Citation de Louis-Philippe de Ségur ; Les quatre âges de la vie (1816)

Fléaus, pardonne-moi.

A travers mes paupières, une vive clarté m'éblouit.

Contrairement à ce que pensent les Humains, l'âme d'un dieu mort n'est plus qu'un doux souvenir. Je ne saurai que trop décrédibiliser ce genre d'affabulations principalement destinées à endormir les enfants turbulents. En effet, l'éclat d'une âme divine s'essouffle à mesure qu'un mal siphonne son essence ; ou, comme souvent, elle s'éteint sans crier gare, à l'instar d'une flamme terrassée par un vent turbulent. Dans les deux cas, le feu ne prend plus. Car l'éternité n'offre pas de seconde chance.

Alors pourquoi suis-je encore consciente ?

Paralysée sur le dos, une dépression grosse comme une balle de tennis usurpe la place de mon cœur. Pourtant, la douleur s'est évaporée.

Je n'ai aucune idée du temps qui a pu s'écouler depuis le début de ma torture. Une heure ? Un jour ? Une semaine ? Non, la main ferme et chaude qui englobe la mienne n'aurait pas pu conserver un tel état de tension durant une semaine entière, alors que le Roi s'impatiente et que les Exilés -en plus de Genesis- nous recherchent sans doute. Son propriétaire se serait forcément résolu à me traîner jusqu'au village, en quête de solutions miracles pour mettre fin à mes souffrances ainsi qu'aux violentes convulsions qui sont parvenues à me déplacer sur plusieurs mètres de long. Or, je ne perçois pas une once du brouhaha constant qui règne au sein du village. Non, définitivement non. Il s'agit d'une hallucination.

J'ouvre les yeux.

Alors pourquoi la lueur du ciel parvient-elle à m'éblouir ?

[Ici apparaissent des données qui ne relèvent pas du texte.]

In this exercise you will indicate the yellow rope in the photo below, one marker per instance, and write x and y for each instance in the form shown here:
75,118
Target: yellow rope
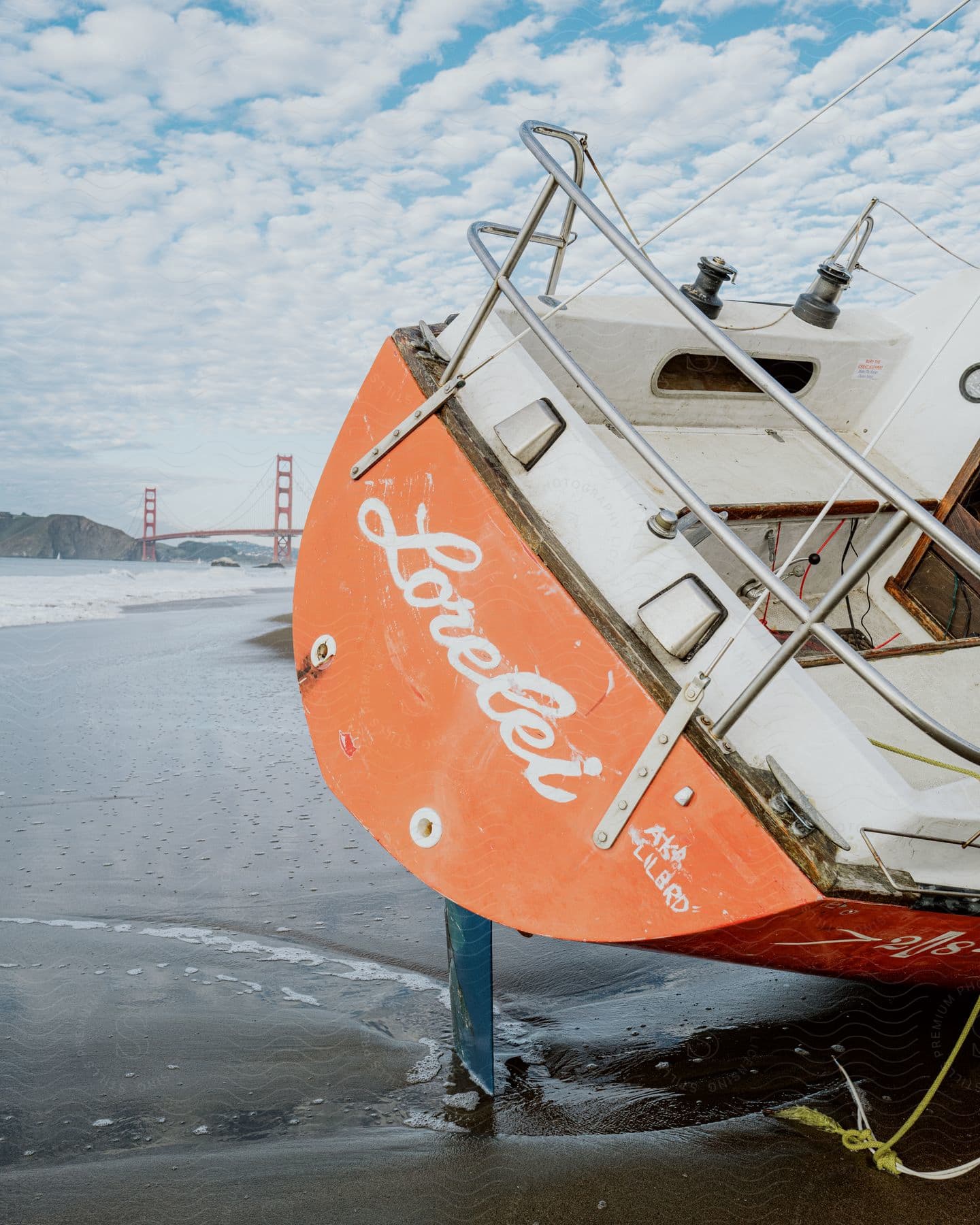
857,1139
918,757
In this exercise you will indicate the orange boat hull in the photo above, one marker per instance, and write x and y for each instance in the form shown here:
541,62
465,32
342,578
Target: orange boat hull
477,722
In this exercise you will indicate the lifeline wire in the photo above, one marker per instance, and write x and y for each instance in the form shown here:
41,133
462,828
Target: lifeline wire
825,511
724,183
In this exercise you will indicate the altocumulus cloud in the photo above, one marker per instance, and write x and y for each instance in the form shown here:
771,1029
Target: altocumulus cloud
214,214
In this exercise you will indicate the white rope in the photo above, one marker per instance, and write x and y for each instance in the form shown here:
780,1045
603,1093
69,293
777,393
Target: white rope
724,183
932,1175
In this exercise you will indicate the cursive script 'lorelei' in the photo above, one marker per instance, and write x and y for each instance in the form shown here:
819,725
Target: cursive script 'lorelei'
523,704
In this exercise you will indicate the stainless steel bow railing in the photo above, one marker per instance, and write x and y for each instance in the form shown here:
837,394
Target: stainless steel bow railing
906,510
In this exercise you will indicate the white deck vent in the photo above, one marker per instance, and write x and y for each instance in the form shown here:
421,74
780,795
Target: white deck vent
683,617
528,433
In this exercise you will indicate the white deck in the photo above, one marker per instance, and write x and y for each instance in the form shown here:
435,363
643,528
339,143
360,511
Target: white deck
595,494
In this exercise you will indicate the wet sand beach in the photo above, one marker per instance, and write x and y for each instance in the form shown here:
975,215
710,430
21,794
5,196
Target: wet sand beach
222,1001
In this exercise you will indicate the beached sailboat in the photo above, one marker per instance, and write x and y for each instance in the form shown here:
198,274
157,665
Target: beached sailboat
655,620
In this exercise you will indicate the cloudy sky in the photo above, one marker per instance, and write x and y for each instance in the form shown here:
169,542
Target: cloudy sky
214,214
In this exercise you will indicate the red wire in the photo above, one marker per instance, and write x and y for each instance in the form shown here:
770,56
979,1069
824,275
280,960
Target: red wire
776,554
830,538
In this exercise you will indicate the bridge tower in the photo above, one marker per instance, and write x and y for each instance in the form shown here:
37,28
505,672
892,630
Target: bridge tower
150,523
282,523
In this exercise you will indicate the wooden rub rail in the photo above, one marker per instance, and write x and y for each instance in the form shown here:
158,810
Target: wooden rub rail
858,508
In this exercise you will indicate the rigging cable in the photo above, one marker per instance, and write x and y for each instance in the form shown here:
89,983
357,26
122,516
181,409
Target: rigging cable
732,178
847,479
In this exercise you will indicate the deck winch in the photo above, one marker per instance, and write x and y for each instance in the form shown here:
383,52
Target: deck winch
819,304
713,272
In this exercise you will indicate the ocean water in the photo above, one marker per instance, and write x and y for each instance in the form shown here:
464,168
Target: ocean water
222,1001
46,592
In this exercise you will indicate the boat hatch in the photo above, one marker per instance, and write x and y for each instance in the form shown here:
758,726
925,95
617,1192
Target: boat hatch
710,374
941,593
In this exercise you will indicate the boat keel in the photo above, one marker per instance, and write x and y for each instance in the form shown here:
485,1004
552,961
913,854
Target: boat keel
470,943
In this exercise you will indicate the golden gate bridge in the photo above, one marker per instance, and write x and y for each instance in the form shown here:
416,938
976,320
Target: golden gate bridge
282,529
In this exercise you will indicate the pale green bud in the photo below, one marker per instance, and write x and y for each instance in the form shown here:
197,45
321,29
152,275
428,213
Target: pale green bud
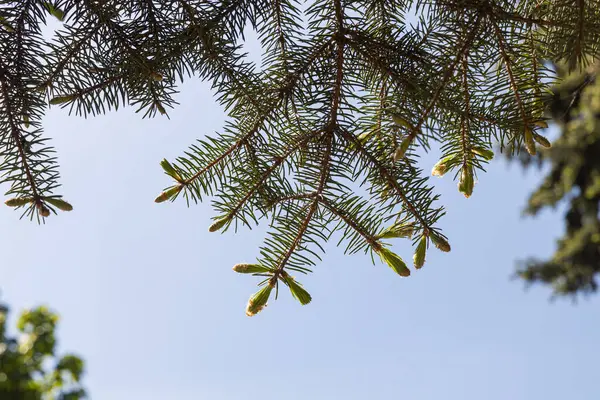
58,203
258,301
18,201
393,261
168,194
62,99
529,141
297,290
486,154
439,241
466,182
542,140
419,256
218,224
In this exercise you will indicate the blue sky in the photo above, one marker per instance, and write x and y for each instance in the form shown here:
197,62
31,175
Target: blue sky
148,298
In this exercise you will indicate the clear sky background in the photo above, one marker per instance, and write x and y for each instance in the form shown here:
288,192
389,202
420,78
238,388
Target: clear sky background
147,296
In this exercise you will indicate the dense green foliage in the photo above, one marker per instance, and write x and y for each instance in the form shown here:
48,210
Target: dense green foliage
347,92
574,178
29,367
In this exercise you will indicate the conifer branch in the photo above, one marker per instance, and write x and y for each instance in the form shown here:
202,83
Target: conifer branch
348,220
16,136
446,78
384,173
464,121
509,71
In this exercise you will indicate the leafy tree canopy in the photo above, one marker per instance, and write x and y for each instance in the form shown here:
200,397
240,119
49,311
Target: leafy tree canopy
347,92
29,366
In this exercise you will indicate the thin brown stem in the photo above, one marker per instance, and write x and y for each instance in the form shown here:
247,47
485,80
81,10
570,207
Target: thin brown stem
16,136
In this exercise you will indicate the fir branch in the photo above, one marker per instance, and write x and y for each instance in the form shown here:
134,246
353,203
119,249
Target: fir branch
509,71
16,136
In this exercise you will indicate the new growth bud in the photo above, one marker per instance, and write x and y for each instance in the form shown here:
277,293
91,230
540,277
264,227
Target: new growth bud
258,301
218,224
439,241
529,141
250,268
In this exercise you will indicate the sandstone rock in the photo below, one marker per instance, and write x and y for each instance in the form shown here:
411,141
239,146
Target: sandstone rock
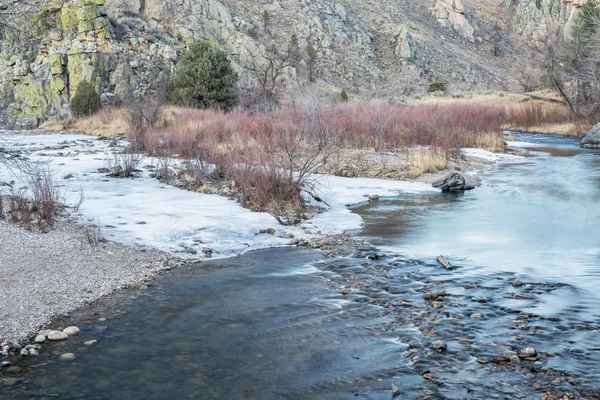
67,357
57,335
438,345
451,14
71,330
517,283
591,140
527,352
456,182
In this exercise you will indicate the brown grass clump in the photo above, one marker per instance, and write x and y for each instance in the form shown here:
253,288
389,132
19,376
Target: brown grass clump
426,161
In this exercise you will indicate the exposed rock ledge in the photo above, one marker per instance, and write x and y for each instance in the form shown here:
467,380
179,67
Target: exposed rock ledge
456,182
591,140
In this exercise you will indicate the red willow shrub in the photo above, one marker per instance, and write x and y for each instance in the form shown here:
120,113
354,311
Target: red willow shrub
265,153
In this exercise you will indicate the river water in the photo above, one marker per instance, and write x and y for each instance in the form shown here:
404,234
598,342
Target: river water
287,323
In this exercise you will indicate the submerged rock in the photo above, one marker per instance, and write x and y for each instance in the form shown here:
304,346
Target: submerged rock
456,182
591,140
438,345
527,352
57,335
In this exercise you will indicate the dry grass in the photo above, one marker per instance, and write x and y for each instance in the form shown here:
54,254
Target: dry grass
541,112
425,161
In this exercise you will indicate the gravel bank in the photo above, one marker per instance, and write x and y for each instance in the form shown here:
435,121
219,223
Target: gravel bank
43,275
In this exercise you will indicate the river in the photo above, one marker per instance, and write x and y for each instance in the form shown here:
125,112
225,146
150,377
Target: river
287,323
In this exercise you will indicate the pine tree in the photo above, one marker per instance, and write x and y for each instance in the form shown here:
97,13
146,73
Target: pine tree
311,60
204,78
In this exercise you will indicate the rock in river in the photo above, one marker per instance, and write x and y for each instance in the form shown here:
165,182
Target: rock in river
71,330
456,182
438,345
67,357
57,335
591,140
527,352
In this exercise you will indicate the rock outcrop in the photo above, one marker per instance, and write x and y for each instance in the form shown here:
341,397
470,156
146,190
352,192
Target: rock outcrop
452,14
128,48
591,140
456,182
532,17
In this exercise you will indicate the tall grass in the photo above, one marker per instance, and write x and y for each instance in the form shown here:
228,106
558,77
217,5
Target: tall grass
270,156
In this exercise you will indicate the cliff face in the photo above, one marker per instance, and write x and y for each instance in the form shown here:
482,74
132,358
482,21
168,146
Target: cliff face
128,47
531,17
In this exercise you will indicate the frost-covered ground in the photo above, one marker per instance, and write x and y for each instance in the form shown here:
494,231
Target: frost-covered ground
145,212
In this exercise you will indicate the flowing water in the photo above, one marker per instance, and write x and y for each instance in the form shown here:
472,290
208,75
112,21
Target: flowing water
286,323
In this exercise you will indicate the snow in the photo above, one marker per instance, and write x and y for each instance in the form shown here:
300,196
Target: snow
488,155
145,212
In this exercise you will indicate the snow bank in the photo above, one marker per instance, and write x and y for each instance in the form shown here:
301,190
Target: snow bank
146,212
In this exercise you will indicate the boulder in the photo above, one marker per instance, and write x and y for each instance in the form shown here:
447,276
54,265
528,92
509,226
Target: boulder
591,140
456,182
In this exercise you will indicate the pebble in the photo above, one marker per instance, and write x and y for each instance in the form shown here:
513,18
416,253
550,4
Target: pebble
10,382
67,357
57,335
44,332
527,352
71,330
438,345
517,283
480,299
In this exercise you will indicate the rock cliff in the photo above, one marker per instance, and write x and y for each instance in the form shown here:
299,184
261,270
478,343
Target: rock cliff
129,47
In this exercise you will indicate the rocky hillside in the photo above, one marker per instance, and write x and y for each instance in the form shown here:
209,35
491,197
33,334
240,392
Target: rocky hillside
129,47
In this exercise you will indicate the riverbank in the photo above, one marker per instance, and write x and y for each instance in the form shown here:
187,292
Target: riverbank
44,275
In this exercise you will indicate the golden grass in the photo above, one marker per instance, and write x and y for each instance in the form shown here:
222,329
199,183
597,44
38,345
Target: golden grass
426,160
491,141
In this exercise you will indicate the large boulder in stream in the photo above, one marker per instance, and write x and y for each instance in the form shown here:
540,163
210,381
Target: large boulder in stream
456,182
591,140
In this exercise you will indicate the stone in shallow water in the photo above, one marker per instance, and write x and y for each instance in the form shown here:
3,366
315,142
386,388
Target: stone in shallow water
456,182
517,283
67,357
57,335
71,330
438,345
527,352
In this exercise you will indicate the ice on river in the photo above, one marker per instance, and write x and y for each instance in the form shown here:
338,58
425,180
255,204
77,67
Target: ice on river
146,212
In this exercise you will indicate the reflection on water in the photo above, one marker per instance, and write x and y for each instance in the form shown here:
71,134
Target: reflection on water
285,323
539,218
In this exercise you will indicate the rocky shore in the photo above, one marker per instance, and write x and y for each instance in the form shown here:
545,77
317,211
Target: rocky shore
44,275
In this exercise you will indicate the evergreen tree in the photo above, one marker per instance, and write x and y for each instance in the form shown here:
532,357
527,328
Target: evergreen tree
311,61
204,78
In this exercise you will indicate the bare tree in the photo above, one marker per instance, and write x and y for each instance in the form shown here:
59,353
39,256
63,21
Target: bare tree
267,66
551,44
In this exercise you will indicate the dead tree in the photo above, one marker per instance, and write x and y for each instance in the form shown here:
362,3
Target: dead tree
266,67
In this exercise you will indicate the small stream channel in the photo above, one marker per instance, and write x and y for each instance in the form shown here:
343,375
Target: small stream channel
286,323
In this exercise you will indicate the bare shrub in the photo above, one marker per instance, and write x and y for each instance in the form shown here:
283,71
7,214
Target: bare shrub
124,165
426,160
93,233
142,115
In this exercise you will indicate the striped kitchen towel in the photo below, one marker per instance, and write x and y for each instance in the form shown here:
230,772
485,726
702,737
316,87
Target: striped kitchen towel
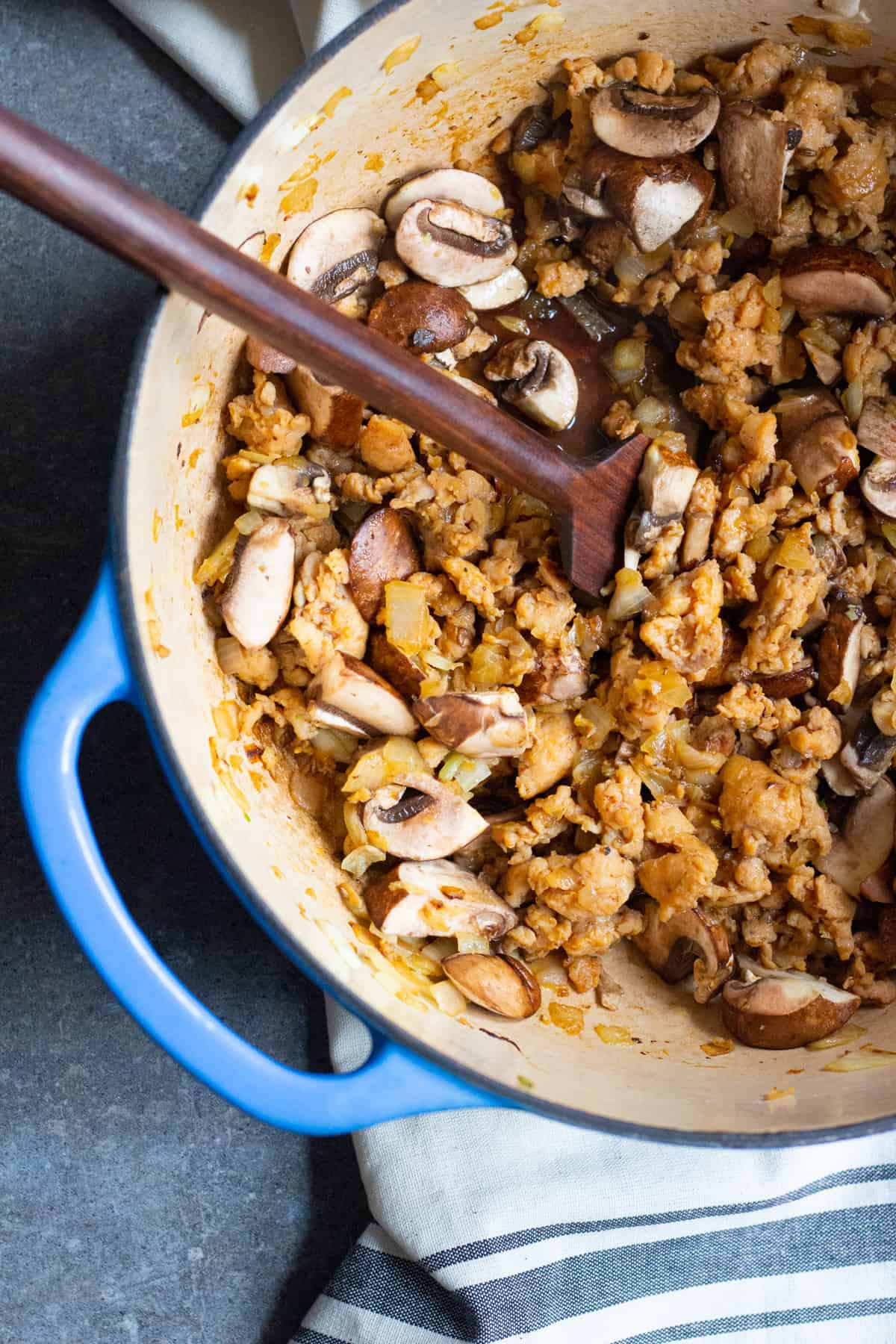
494,1226
497,1226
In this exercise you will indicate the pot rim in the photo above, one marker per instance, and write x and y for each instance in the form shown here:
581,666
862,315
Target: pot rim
168,756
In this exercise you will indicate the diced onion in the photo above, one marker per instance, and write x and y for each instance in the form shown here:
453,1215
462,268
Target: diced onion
359,860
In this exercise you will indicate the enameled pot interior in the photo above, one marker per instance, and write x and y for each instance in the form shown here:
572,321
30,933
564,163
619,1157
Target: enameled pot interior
348,127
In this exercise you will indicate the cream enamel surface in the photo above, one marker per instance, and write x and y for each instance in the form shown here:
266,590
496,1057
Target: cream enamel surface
173,517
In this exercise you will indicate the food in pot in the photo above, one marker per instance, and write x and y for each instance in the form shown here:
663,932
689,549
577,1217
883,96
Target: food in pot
699,764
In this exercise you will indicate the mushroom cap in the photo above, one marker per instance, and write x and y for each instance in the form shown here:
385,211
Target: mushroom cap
754,151
479,724
383,549
785,1009
337,253
830,279
653,198
824,456
260,586
437,900
507,288
675,947
469,188
359,695
453,245
501,984
421,818
541,381
865,839
396,667
422,317
655,125
299,491
336,416
879,485
876,428
267,358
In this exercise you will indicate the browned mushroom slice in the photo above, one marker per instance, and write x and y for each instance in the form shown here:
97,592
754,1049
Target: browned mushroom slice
335,414
267,358
437,900
865,840
824,456
879,485
783,685
541,381
335,257
346,688
754,151
453,245
479,724
653,198
421,818
501,984
507,288
558,675
656,125
260,586
869,753
840,651
876,428
688,942
422,317
469,188
382,550
827,279
783,1009
299,491
396,667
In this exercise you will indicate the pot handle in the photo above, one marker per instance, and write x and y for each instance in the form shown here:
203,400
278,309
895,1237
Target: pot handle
92,672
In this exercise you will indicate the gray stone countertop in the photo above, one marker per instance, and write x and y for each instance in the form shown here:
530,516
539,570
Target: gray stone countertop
134,1204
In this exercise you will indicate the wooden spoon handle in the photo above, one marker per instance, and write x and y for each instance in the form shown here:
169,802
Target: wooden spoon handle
158,240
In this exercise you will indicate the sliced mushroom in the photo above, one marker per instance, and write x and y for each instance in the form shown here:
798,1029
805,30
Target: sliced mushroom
824,456
299,491
650,124
541,381
366,703
467,188
453,245
755,148
421,818
876,429
879,485
383,549
479,724
828,279
653,198
267,358
260,586
425,900
396,667
335,257
335,414
501,984
422,317
782,1009
840,651
558,675
869,753
865,839
507,288
688,942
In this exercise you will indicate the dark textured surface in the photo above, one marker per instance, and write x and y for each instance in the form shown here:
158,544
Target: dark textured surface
134,1203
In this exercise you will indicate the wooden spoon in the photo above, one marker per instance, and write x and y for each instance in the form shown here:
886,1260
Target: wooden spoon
588,495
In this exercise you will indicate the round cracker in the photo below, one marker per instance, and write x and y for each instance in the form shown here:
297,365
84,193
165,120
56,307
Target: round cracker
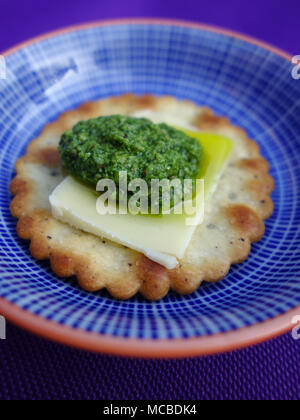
233,218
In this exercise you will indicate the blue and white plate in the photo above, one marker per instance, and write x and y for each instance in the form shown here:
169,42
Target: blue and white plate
255,85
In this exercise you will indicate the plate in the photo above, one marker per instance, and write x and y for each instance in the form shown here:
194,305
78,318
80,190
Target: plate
244,79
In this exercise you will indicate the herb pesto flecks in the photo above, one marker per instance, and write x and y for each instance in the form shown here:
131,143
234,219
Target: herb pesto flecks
102,147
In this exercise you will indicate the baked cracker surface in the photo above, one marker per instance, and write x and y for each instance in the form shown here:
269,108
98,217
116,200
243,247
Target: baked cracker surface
233,218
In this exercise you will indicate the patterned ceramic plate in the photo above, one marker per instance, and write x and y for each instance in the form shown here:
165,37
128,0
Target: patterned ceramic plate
247,81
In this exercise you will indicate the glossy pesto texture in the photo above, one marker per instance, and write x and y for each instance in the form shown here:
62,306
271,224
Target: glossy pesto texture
102,147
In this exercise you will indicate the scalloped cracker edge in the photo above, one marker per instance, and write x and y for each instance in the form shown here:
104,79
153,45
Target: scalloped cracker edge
233,219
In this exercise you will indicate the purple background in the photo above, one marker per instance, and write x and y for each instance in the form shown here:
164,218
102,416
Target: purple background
274,21
33,368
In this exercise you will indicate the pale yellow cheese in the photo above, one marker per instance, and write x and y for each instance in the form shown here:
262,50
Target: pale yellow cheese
163,239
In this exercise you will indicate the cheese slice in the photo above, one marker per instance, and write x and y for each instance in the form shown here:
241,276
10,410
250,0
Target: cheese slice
164,238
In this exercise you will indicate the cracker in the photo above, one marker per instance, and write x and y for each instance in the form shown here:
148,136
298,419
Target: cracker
233,218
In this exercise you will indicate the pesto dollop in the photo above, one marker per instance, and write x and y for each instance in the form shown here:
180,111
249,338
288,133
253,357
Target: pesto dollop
102,147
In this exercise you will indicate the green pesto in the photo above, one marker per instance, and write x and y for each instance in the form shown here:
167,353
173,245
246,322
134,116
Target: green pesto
102,147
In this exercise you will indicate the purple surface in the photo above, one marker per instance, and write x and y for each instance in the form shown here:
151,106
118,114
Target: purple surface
33,368
273,21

Et pourquoi, après deux ou trois battements de paupières, les contours d'un visage se découpent dans la quasi blancheur céleste ?

-Diable, Ecclésia, je vous jure d'accélérer le processus à mains nues si vous osez une nouvelle fois flirter avec la mort, grince-t-il entre ses dents.

L'accommodation visuelle épure peu à peu ma vision, dévoilant des lèvres pincées et des yeux angoissés. Ceux-ci s'empressent de braquer les troncs d'arbres auxquels mon champ de vision n'a pas accès. Son attitude à la fois menaçante et inquiète me permet d'avancer qu'il n'est pas l'auteur du supplice. Et, dans un deuxième temps, d'interpréter la lueur assassine qui anime le fond de ses yeux noirs à chaque fois qu'il se focalise sur cette fameuse zone boisée.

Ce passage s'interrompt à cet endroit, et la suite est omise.